A study of eight years of federal terrorism prosecutions found prosecutors have been able to win convictions nearly 90 percent of the time, an indication that neither the use of classified information nor issues of constitutional rights have caused "insurmountable obstacles" in the cases.
In a review of 828 cases filed in federal courts from 2001 through 2009, the Center on Law and Security at New York University Law School said the results showed that "federal courts are capable of trying alleged terrorists and securing high rates of conviction."
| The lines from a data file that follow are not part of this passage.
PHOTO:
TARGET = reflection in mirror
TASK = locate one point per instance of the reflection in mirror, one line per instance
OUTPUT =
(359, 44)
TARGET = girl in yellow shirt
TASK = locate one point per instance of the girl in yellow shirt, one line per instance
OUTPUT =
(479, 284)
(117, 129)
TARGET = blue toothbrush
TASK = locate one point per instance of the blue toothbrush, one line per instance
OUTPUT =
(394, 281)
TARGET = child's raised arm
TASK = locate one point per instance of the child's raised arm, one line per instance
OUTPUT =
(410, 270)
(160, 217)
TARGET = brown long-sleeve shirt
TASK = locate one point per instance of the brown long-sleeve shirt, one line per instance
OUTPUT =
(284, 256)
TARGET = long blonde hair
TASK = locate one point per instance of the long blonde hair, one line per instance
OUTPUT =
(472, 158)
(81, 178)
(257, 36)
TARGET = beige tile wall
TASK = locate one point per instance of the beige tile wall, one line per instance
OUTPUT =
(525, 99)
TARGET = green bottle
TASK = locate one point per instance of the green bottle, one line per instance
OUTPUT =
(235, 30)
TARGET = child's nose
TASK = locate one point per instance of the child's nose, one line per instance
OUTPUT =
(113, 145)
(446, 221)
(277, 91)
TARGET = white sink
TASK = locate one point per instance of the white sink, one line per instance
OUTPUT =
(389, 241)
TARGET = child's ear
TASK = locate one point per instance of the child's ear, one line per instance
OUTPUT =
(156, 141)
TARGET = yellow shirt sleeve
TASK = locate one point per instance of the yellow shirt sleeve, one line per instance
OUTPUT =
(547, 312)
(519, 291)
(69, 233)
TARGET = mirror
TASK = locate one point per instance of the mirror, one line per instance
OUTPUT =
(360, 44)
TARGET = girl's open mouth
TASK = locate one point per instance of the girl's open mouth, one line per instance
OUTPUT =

The ability of the federal government to use civilian courts has become an issue in legal and political circles following the Obama administration's decision last year to try Khalid Sheikh Mohammed and four suspected 9/11 accomplices in federal court in Manhattan. Some critics contend prosecutors might have to pull their punches at trial to protect classified information and confidential sources. Others have said constitutional constraints might prevent the use of coerced statements.
Among the other findings in the survey were that, of the 593 terrorism cases that went to trial or a guilty plea, 89 percent resulted in convictions. Almost 35 percent of all the 804 defendants indicted were U.S. citizens, followed by 12 percent from Colombia, 7.5 percent from Pakistan and 2.7 percent from the Palestinian territories, according to the survey. The center said it couldn't determine the citizenship of 157 defendants.
Karen Greenberg, director of the center, said the prosecutions have helped develop intelligence through trial testimony, grand jury proceedings and cooperating witnesses.